Jay Harper retrieved his chisel and mallet, along with his red chalk stick, and escorted us back to the ledge, explaining that he could only get his work done there at odd hours—when snoops like ourselves were not around to disturb him.

“Our mysterious character-carver should reveal a thing or two of real interest, I think,” declared Anable as we clambered gingerly down the slope. “Doesn’t seem to be a dangerous sort either—though I was glad to have you standing by, Winsor. My impulse is to help out the old geezer, buy him his groceries. Too bad you can’t stay around to see for yourself what happens.”

My reaction to our meeting with this queer hill person was somewhat less enthusiastic than my companion’s. When I told him so, he simply laughed and dismissed me as an old maid.
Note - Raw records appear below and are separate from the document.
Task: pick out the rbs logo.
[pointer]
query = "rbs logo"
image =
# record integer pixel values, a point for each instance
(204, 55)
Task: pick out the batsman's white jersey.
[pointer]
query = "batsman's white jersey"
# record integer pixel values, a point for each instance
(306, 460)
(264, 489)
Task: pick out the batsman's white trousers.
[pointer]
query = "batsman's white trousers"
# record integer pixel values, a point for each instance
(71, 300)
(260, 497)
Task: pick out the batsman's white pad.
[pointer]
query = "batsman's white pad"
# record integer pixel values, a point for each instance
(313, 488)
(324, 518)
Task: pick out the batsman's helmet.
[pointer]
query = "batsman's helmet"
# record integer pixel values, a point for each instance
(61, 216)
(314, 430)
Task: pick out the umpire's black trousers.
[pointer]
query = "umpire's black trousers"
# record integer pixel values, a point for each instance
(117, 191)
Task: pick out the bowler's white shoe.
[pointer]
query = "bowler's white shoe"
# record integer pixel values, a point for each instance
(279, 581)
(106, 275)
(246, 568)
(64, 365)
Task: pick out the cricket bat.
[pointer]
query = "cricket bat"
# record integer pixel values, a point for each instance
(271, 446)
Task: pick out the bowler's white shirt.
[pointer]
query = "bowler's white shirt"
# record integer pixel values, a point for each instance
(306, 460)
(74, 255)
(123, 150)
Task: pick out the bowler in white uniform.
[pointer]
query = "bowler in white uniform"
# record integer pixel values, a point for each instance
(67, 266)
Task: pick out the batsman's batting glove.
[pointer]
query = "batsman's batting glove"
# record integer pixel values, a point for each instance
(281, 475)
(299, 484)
At my departure for Arkham the next morning, Anable renewed his vow to apprise me of further developments. Making the right connections, I was back on the island in sufficient time to attend the Fireman’s Ball.

IV

A month passed before I heard from Anable again, a longer interval than I might have expected in view of his eager anticipation of revelations to come when I left him. Had the old ruffian disappeared on him? Or had Harper’s tales turned out to be so disappointing that Anable was ashamed to report on them to me? In any event, this Harper character was clearly a demented fool who was not to be relied upon as far as I was concerned.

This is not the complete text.